The MarketPlace Limited
- Formerly: Piggly Wiggly
- Company type: Private
- Industry: Retail food
- Founded: 1939
- Founder: Crisson Family
- Headquarters: Hamilton, Bermuda
- Area served: Bermuda
- Key people: Pamela Ferreira (Owner), Seth Stutzman (President and CEO)
- Products: Groceries
- Owner: Pamela Ferreira
- Website: marketplace.bm

= The MarketPlace =

Bermudan grocery store chain

The MarketPlace Limited is a grocery store chain in Bermuda. As of 2024, it is the largest grocery store chain in Bermuda. It is owned by Pamela Ferreira, with Seth Stutzman as the president and CEO.

== History ==
The chain was founded by the Crisson Family in 1939, and was originally called Piggly Wiggly Limited, with each store having the name "Piggly Wiggly." In 1946 the company was purchased by the Pimental Family, and in 1950 was purchased by Mr.
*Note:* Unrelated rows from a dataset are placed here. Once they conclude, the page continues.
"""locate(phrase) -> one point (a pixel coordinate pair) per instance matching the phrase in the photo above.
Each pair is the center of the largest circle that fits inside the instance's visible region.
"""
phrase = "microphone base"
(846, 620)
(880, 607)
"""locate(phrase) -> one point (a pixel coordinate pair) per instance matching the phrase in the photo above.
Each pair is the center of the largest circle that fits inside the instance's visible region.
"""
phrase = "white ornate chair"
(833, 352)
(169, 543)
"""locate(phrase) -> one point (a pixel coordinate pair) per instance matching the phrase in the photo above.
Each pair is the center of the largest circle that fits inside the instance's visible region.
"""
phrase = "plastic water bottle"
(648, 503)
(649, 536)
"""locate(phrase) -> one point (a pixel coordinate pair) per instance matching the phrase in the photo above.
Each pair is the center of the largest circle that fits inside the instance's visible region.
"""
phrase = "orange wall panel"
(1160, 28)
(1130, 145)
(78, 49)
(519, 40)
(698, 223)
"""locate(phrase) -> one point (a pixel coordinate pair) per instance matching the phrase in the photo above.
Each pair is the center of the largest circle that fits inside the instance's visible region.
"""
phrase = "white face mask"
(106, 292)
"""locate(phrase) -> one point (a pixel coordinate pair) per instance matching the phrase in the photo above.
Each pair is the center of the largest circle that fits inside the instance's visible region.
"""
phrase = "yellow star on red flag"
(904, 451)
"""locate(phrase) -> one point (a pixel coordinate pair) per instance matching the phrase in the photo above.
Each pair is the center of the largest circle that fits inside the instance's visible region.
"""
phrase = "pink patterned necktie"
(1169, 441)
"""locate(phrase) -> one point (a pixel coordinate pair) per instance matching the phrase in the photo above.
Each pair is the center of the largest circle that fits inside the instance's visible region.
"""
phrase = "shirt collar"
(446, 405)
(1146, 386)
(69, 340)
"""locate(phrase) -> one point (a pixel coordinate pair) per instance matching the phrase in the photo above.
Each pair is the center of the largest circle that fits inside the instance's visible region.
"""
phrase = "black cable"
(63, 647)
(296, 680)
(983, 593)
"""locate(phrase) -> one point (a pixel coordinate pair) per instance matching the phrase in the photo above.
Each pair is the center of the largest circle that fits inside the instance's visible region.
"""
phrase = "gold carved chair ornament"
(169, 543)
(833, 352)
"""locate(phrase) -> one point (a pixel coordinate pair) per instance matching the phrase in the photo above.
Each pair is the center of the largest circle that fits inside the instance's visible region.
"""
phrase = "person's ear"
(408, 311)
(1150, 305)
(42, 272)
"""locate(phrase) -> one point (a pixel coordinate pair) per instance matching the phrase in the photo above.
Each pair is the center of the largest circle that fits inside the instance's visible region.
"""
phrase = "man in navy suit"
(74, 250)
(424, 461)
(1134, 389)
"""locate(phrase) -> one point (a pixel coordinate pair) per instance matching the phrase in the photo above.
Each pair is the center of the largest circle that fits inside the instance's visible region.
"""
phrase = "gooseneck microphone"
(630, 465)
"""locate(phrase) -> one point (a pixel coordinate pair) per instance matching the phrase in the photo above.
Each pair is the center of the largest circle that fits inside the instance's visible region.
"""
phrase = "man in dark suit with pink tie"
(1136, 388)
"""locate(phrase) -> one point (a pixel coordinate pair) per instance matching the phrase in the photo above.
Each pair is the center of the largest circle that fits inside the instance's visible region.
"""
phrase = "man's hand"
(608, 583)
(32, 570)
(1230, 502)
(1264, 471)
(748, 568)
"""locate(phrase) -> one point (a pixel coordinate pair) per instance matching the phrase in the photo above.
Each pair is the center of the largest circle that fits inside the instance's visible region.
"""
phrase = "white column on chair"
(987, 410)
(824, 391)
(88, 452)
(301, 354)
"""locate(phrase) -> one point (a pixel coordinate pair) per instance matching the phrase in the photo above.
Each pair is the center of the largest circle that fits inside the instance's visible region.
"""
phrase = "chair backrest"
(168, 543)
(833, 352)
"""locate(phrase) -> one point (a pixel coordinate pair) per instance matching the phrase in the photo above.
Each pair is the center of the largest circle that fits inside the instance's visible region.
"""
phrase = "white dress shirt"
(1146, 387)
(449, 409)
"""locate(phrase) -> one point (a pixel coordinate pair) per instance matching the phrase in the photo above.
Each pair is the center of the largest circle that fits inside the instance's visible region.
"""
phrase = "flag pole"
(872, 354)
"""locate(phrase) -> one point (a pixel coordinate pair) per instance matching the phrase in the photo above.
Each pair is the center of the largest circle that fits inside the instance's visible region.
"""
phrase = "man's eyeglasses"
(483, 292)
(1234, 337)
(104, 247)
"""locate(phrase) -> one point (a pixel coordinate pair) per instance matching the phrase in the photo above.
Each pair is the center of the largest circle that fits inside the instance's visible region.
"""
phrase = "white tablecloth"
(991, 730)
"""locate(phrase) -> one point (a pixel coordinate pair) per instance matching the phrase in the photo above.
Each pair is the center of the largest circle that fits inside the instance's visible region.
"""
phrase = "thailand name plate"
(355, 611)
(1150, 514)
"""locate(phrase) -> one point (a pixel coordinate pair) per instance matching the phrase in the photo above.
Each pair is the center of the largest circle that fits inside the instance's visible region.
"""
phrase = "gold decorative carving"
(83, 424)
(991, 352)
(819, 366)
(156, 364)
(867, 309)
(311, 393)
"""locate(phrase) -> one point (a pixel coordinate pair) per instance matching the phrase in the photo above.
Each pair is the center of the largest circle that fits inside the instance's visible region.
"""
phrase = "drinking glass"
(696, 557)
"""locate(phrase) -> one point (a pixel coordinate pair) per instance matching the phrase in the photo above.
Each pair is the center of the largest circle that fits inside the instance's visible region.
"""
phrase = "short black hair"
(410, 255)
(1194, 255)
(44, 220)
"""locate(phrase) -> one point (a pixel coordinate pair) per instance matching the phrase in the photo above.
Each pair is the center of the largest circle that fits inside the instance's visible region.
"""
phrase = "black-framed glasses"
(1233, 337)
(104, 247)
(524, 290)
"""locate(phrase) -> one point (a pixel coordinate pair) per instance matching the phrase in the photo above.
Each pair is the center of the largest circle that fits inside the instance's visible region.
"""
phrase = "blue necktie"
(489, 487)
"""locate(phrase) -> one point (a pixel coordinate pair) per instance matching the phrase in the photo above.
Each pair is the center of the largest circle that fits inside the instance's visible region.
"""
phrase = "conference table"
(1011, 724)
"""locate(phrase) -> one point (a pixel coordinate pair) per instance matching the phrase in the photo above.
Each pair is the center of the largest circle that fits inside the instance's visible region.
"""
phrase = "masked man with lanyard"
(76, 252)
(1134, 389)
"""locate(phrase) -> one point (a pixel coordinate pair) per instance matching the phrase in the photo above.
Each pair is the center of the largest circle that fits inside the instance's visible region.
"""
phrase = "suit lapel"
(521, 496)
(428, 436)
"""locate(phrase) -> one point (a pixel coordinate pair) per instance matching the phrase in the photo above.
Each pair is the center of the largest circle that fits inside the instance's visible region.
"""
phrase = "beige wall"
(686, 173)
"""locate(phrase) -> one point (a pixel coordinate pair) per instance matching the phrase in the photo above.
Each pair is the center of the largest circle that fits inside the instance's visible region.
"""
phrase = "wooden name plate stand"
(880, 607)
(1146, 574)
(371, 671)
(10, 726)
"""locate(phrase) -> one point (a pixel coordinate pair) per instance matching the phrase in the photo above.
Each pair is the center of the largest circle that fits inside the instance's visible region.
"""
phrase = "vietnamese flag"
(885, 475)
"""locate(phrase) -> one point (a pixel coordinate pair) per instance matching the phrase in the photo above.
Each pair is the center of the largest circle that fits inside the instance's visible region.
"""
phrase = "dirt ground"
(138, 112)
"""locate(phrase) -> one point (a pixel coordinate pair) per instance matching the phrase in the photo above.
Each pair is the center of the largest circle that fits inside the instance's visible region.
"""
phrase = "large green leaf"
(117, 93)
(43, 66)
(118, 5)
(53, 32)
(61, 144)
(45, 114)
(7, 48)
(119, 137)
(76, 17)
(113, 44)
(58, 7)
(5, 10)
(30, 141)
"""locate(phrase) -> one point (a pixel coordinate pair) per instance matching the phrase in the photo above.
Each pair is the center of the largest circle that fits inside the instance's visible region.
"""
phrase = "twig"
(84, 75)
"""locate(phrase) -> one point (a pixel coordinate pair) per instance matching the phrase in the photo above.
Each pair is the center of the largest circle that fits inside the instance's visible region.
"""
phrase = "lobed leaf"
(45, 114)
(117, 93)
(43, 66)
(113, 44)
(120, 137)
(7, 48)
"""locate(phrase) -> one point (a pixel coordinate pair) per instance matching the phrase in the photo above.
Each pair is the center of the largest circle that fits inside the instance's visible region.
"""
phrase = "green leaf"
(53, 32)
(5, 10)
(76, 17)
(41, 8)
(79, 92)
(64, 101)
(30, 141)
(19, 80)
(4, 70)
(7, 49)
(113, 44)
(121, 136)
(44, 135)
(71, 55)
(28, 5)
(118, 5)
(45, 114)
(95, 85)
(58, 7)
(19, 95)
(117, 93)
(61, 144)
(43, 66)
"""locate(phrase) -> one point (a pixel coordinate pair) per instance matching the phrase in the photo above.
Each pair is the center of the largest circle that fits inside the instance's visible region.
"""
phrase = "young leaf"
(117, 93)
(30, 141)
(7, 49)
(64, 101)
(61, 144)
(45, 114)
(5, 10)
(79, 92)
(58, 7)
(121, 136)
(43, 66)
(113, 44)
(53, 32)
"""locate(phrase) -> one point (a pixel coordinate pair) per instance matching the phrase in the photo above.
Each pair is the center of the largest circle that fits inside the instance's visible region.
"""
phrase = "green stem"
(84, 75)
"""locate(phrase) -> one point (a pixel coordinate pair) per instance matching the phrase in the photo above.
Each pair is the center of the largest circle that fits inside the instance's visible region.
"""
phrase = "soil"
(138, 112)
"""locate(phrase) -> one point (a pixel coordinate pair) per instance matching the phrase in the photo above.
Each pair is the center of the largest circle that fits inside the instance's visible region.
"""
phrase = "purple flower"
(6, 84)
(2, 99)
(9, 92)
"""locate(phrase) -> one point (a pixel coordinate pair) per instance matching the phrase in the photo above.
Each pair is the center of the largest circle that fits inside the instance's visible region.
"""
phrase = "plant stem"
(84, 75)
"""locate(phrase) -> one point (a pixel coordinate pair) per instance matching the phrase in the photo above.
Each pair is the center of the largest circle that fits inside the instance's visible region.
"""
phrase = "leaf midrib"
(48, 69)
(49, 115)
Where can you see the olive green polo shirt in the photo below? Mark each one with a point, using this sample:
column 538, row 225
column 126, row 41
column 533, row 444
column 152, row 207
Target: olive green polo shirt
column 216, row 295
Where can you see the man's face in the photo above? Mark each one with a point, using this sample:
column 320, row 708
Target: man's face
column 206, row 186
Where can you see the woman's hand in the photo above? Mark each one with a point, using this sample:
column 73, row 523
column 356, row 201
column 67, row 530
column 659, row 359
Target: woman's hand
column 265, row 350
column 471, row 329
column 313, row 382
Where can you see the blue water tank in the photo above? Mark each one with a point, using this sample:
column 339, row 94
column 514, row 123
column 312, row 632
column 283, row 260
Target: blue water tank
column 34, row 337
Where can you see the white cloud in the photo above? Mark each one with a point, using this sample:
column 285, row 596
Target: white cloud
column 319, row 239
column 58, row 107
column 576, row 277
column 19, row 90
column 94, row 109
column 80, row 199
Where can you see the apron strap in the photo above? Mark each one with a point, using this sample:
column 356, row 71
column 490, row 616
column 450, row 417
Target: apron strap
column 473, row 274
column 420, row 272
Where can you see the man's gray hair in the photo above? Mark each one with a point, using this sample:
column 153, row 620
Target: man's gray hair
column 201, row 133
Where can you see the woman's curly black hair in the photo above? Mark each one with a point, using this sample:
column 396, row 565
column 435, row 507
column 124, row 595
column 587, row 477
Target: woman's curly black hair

Fernance Perry.

In March 1979 Alvin Ferreira purchased the operations of the Piggly Wiggly Limited chain; since he already operated another store, the Modern Mart, the Piggly Wiggly Limited chain was expanded to five stores. In 1981, the chain was renamed The MarketPlace Ltd., with the five stores following suit.

In 1987 the chain acquired the A-1 Paget and A-1 Smith stores, so the chain now had seven stores. In 1994 the chain acquired the Shopping Centre Limited grocery store.

In the early 2000s, the chain entered into a franchise agreement with Wakefern Food Corporation's Price Rite, opening their first Price Rite store in 2007. In 2016 the chain opened a second Price Rite store, bringing their total store count to 10. The MarketPlace owns and operates both stores and hosts a separate website from Price Rite US.

== Activities ==
As of 2024, the chain owns and operates 10 stores. The corporate headquarters is located within the chain's Hamilton MarketPlace location, the largest grocery store in Bermuda.